Ввела меня эта «мертвая петля» почему-то в бешенство. Не стал я ждать, когда сука эта поднесет офицерику обормота стакан, где самогон на крепком самосаде настоян, чтобы враз в сон, с ног долой, чтобы дух вышиб обормот из человека, и делай тогда с ним что хочешь. Беру полено березовое, тряпкой половой обматываю, вхожу тихонько и не промахиваюсь, и радуюсь, как сейчас помню, что не дал я кончить офицерику, не дал, заплатил он мне за все свои «двойные иммельманы», не вышел, собака, из «мертвой петли» и даже не пикнул. Придушил я его, для пущей уверенности, шарфом. А баба, ты подумай только, свинья такая, со стола не слазит, пыхтит, глубоко забрало ее, из пике, тварь, выйти не может, и тут меня самого на нее потянуло, ничего с собой поделать не смог. И к лучшему это было, скажу я тебе. К лучшему. Получилось у нас в тот раз с Тонькой так, как никогда еще не получалось, и позабыл я, пока наяривал ее на столе, про яростную обиду. Видишь, как устроен человек и мало еще наукой изучен.
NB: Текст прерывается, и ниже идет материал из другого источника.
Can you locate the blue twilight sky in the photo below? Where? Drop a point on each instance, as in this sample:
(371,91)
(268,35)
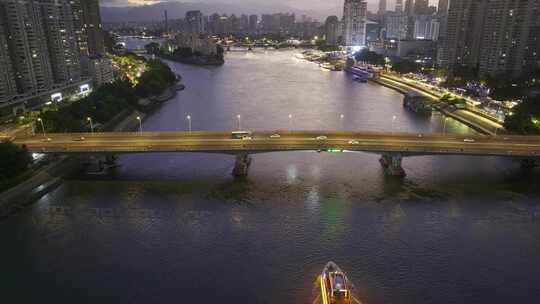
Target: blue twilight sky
(300,4)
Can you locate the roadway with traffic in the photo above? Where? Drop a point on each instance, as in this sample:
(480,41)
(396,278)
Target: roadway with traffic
(262,141)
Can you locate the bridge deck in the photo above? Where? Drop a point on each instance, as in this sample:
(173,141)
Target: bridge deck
(223,142)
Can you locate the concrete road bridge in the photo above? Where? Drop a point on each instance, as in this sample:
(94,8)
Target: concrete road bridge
(392,147)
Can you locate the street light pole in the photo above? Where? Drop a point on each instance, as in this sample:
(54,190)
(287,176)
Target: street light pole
(42,127)
(290,122)
(140,124)
(91,124)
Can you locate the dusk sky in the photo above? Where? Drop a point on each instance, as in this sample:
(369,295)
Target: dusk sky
(301,4)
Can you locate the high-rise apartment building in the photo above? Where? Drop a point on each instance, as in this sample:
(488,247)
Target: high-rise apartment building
(92,25)
(45,45)
(399,6)
(396,26)
(493,37)
(506,39)
(382,7)
(426,27)
(332,30)
(442,8)
(409,7)
(27,45)
(354,22)
(194,22)
(64,54)
(8,87)
(464,33)
(253,23)
(421,7)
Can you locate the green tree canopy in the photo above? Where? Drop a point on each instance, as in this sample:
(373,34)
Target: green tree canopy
(13,160)
(406,66)
(526,117)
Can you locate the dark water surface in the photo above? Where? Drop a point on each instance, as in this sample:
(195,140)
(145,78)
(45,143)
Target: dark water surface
(177,228)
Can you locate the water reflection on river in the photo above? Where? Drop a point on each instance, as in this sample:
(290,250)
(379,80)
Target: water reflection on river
(177,228)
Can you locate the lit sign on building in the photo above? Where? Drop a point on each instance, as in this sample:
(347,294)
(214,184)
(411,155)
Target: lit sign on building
(56,97)
(85,88)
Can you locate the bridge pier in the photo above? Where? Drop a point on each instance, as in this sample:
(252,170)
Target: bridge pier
(529,164)
(392,165)
(241,165)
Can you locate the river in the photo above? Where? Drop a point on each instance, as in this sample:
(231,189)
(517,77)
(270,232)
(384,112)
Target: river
(177,228)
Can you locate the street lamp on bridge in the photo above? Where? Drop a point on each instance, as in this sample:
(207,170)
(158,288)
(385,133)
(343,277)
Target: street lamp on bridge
(140,124)
(42,127)
(445,121)
(290,122)
(89,119)
(189,122)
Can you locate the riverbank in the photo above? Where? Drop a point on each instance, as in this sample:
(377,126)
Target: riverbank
(477,122)
(200,61)
(43,180)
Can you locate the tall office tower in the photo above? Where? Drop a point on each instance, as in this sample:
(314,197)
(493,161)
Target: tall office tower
(532,52)
(421,7)
(194,22)
(464,31)
(443,7)
(382,7)
(244,23)
(399,6)
(80,31)
(253,21)
(166,16)
(354,22)
(507,36)
(27,46)
(396,26)
(92,26)
(409,7)
(332,30)
(426,27)
(61,41)
(8,87)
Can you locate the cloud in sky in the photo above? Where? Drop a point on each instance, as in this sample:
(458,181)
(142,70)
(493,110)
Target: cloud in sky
(332,5)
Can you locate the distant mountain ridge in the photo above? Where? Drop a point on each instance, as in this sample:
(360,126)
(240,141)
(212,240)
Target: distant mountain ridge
(177,10)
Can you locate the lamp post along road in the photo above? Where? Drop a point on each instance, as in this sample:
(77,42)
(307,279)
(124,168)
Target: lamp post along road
(42,127)
(290,122)
(140,124)
(91,124)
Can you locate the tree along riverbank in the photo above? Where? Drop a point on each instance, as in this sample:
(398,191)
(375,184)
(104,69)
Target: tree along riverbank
(477,125)
(113,107)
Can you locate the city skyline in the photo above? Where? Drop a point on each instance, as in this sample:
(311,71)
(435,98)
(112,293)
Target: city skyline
(335,5)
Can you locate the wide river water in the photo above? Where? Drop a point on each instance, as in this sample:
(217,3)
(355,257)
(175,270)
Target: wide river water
(177,228)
А если не залез бы я тогда на бабу, то убил бы. Точно знаю — убил бы. Я ведь и шел с полешком обоих убивать…
Все чисто в тот раз было. Чище быть не может. Вещички на толкучке забодали. Остальное на стюдень пошло и на кулебяку. Это мы у эвакуированных не на деньги обесцененные выменивали, а на часы, как я уже говорил, на золотишко и всякие камешки с бусами… Больше такого случая, как с летчиком, не повторялось. И вообще я строго-настрого приказал бабе брать кого поглупее да покирзовее — пехоту, ибо с ней возни меньше. Глушанет солдатик какой-нибудь стакана два обормота и с копыт; колуном не разбудишь. Все дела… Честно говоря, сами редко… это… ели, но, бывало, пробовали. Оно… вкусное, но нам и без этого хватало хлеба, водки и сала. От американских консервов, что в госпитале на дорогу в пайке выдавали, деваться под конец было некуда. Рыло у меня от харчей залоснилось. Чуть не погорел из-за него. Пришлось по-новой надышаться сахарной и табачной пыли…
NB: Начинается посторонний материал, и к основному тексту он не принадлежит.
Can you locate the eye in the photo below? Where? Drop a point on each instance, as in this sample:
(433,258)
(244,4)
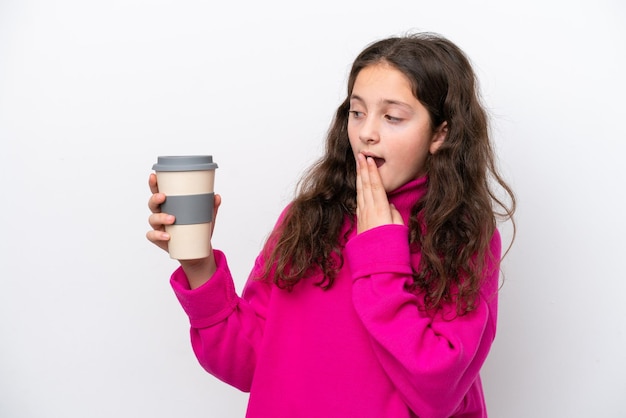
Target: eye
(393,119)
(355,114)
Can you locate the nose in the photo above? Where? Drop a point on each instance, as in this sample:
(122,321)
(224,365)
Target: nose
(369,132)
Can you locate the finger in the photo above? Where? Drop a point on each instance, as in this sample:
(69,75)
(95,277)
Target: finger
(158,221)
(159,238)
(152,182)
(396,218)
(359,181)
(155,202)
(375,183)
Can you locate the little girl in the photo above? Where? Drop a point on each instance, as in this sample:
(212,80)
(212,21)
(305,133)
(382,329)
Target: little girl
(376,293)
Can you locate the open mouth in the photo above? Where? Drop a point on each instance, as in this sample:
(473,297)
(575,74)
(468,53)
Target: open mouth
(379,161)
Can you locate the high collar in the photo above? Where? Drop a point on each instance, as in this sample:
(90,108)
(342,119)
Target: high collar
(404,197)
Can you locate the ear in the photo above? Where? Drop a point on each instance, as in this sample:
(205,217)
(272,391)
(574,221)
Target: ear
(440,134)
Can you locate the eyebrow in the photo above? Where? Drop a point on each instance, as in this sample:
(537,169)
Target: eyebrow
(384,101)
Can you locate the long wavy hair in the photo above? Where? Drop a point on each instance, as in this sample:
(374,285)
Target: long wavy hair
(451,225)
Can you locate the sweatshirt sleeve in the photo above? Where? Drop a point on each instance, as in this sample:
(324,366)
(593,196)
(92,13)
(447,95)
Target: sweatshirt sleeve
(225,329)
(433,361)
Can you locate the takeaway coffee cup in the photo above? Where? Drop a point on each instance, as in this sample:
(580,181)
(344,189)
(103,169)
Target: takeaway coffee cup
(187,182)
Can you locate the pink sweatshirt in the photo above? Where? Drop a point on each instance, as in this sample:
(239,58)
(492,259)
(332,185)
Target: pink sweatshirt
(361,349)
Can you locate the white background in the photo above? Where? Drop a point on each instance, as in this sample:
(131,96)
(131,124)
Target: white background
(92,91)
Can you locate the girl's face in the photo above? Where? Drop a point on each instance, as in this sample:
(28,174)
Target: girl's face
(389,124)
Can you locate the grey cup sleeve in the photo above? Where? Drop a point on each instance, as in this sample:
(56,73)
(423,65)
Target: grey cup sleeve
(190,209)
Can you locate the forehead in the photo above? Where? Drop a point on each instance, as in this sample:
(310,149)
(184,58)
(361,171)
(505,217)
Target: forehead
(382,80)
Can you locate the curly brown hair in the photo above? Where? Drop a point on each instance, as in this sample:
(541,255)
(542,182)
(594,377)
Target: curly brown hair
(451,225)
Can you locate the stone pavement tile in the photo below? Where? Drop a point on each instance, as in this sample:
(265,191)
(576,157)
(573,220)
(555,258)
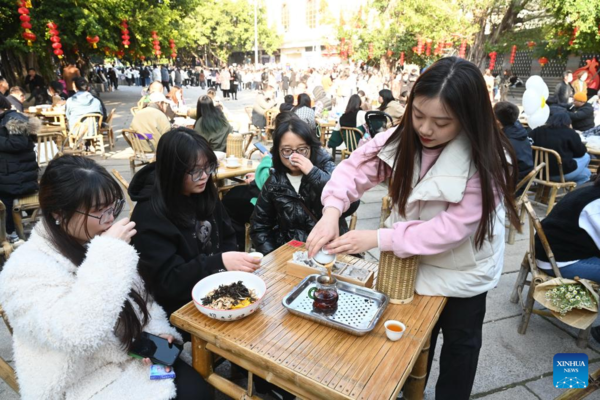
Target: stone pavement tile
(545,390)
(498,305)
(508,358)
(518,392)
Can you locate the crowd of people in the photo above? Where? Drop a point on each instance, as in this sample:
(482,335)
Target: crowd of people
(452,164)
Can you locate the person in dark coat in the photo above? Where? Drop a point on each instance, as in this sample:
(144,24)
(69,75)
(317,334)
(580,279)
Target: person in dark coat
(558,136)
(289,204)
(183,231)
(18,162)
(508,115)
(581,113)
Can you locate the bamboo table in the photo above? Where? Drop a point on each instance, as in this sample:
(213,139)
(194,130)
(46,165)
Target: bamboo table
(310,360)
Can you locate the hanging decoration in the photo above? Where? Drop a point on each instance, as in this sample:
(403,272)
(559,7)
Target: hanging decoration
(156,44)
(513,54)
(55,39)
(463,49)
(23,10)
(493,56)
(173,49)
(93,40)
(125,33)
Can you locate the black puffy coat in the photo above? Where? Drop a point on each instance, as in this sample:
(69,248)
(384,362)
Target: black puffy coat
(18,162)
(279,216)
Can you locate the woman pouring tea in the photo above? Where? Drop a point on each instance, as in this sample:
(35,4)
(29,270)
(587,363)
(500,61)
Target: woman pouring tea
(451,185)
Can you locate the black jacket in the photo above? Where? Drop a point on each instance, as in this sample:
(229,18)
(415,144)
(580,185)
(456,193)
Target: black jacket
(582,118)
(565,141)
(18,162)
(520,141)
(173,258)
(279,216)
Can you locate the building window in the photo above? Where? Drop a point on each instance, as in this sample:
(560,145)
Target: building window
(285,17)
(311,14)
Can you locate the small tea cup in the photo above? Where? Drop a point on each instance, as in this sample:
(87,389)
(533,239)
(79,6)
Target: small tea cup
(394,329)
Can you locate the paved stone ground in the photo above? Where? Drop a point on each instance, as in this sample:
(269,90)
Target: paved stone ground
(511,366)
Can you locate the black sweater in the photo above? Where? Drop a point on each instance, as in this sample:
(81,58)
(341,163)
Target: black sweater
(565,141)
(172,258)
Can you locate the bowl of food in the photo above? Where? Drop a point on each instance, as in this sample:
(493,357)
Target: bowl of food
(229,296)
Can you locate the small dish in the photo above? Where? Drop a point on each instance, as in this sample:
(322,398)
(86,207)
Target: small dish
(394,329)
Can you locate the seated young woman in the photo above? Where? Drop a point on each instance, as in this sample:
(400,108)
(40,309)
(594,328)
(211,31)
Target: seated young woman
(289,204)
(184,232)
(75,299)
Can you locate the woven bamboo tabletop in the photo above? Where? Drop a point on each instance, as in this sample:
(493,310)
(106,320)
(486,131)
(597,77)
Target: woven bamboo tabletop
(308,359)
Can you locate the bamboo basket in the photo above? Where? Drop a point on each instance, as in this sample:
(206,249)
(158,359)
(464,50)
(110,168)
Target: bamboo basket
(235,145)
(397,276)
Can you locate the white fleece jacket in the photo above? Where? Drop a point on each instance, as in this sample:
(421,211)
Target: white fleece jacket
(64,316)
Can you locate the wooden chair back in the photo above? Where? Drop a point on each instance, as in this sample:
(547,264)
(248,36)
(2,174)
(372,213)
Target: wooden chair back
(543,155)
(123,182)
(47,147)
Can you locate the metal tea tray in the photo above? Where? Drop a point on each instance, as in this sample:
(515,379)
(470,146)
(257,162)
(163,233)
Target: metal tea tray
(358,310)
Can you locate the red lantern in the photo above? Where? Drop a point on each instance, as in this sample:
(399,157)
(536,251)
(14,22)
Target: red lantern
(93,41)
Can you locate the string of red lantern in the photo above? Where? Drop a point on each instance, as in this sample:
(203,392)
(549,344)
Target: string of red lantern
(156,44)
(173,50)
(125,33)
(93,40)
(25,22)
(55,39)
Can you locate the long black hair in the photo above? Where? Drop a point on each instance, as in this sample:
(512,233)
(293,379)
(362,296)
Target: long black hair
(461,88)
(210,118)
(387,97)
(72,185)
(299,128)
(178,152)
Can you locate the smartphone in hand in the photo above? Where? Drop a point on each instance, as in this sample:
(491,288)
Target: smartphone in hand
(157,349)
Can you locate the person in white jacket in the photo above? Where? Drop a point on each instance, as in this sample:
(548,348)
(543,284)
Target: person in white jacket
(76,303)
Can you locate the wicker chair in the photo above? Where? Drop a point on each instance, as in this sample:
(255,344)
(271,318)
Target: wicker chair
(529,266)
(108,130)
(123,182)
(525,184)
(84,129)
(140,143)
(547,190)
(349,136)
И вышло у меня, у дурня, так, что захотел я бабе своей отомстить за того летчика. Захотел на глазах у нее, у паразитки, поиметь красоточку помоложе. Пусть поглядит и потрясется, как я в чулане темном, пусть поскрежещет, тварь, зубами и перекосится в сикись-накись от человеческой ревности… Теперь, говорю, я приведу человека. Сиди там смирно, пока управлюсь. Выйдешь если раньше времени — промеж глаз садану из пилотского нагана!
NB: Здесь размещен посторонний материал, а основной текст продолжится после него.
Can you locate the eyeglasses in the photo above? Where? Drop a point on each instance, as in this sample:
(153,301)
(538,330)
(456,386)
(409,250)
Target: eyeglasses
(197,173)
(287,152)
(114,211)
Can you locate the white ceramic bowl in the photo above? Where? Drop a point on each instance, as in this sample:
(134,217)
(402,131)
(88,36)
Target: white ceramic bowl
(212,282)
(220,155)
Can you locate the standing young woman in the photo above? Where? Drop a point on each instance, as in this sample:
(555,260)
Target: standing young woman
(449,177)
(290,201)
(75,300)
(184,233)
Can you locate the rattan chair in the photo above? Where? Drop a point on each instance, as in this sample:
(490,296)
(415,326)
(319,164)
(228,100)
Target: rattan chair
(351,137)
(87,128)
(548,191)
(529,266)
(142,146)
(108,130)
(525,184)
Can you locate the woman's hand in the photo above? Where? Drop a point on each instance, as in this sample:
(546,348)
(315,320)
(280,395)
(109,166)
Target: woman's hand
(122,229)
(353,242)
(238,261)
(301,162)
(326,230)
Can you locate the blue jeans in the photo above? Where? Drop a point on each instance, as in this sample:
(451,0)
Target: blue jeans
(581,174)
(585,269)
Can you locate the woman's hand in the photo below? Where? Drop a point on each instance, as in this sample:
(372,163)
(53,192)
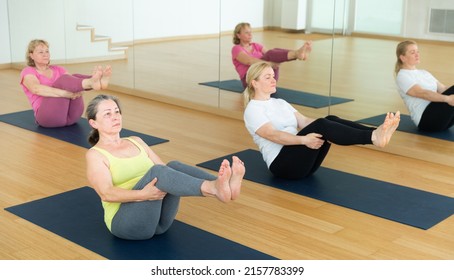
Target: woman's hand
(151,192)
(450,100)
(313,140)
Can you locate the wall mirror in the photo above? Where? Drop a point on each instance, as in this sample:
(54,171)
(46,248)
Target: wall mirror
(165,49)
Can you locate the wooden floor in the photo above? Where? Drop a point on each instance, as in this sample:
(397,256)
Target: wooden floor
(281,224)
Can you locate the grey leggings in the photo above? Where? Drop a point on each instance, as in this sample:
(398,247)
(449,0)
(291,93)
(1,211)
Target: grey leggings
(142,220)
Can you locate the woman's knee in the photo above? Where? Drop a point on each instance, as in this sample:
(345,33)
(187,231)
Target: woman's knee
(174,164)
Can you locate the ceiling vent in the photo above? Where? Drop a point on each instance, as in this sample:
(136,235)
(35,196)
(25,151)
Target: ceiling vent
(441,21)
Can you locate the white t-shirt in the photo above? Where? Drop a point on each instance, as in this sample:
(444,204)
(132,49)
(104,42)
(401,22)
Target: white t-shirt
(281,115)
(408,78)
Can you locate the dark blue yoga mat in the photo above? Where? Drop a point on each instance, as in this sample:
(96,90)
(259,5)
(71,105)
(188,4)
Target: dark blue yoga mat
(407,125)
(77,215)
(401,204)
(290,95)
(75,134)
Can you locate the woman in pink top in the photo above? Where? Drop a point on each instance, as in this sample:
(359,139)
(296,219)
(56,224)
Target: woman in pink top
(245,52)
(54,94)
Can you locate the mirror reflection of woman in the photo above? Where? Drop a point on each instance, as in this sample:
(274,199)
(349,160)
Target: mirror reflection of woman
(430,103)
(245,52)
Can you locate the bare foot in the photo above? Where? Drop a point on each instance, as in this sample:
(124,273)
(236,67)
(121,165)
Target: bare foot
(238,171)
(105,78)
(95,80)
(382,135)
(220,188)
(303,52)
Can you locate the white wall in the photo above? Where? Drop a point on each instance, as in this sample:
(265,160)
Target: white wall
(126,20)
(417,19)
(5,54)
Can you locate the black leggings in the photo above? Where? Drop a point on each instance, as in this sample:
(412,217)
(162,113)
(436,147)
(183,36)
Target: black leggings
(438,116)
(299,161)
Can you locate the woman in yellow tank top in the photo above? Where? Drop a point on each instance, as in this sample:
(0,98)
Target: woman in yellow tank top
(139,193)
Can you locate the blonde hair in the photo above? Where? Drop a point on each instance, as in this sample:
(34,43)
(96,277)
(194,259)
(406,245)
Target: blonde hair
(401,49)
(253,73)
(237,30)
(31,48)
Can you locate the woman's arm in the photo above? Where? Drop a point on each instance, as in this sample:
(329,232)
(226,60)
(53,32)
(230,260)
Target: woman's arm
(34,86)
(246,59)
(311,140)
(433,96)
(100,179)
(152,155)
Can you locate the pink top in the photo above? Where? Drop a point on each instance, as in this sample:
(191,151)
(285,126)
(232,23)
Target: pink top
(35,99)
(240,67)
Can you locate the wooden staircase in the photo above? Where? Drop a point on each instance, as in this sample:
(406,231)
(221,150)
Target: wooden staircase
(121,50)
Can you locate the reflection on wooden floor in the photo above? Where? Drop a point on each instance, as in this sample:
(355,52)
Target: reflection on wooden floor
(284,225)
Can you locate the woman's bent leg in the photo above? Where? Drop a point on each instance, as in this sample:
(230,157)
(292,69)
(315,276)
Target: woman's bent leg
(438,116)
(277,55)
(142,220)
(75,110)
(191,170)
(53,112)
(71,83)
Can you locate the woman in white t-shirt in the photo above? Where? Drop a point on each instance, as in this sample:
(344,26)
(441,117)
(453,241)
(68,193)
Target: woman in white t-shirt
(430,103)
(293,145)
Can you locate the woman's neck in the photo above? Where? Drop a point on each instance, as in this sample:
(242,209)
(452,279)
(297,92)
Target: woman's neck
(261,97)
(109,140)
(41,67)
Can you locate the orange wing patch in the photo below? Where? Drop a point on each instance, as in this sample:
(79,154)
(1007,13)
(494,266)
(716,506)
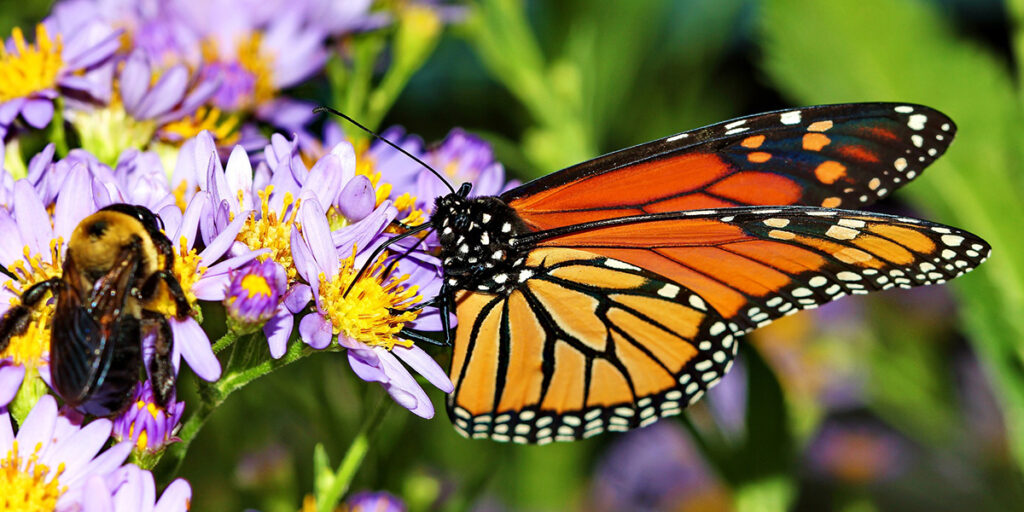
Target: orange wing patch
(587,344)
Семья была одна из Ленинграда. Выкормил я ее стюднем, бульоном и кулебякою. Подохли бы без меня как пить дать. Было время, когда за кольцо с бриллиантами люди масла не находили. Выкачали и из Сибири все соки. Ленин-градские дохли тучами, как мухи. Ну и взмолилась старушонка одна видная спасти ее внучку. На одного вас, говорит, молиться на том свете буду и берите все, что у меня есть, все — ваше. С трудом поднял я на ноги девчушку. Лет пятнадцать ей тогда было. С трудом. Кончалась в ней от блокады жизнь, и организм уже не желал принимать ничего такого съестного и питательного из человечины. Не желал. Словно чуял ее организм, что что-то тут не то, хотя девчушка с неделю лежала в забытьи. Ладно, думаю, ибо злой какой-то азарт разобрал меня тогда, не покинешь ты так просто, девочка, этот белый свет, я тебя выкормлю, гладкой станешь, грудь нальется, ляжки из желтых палок в теплые пышечки превратятся, с языка след смерти сымется, и волосы вновь отрастут. Выкормлю! И забил я ради той девчушки поросенка нашего, хоть и решил забивать его не раньше Седьмого ноября. Он рос хорошо. Перемалывал, бывало, все косточки, что от солдатиков оставались, и прочее. Забил. Бульона понес девчушке. Хлеба в него накрошил. Укропчиком посыпал. И ты подумай, Давид, приняла она этот поросячий бульон. Приняла, словно уловила каким-то нюхом, что не туфтовый он, а настоящий свиной, домашний, сознание, однако, потеряла после пяти-шести ложек, думали, не оживет. Ожила. На поправку пошла, как деревце, политое после засухи, силы набирала. И тогда я проникся к ней бешеной ненавистью, что разгадала она состав той пищи и отвергла ее всем нутром. Покоя мне такая страсть не давала.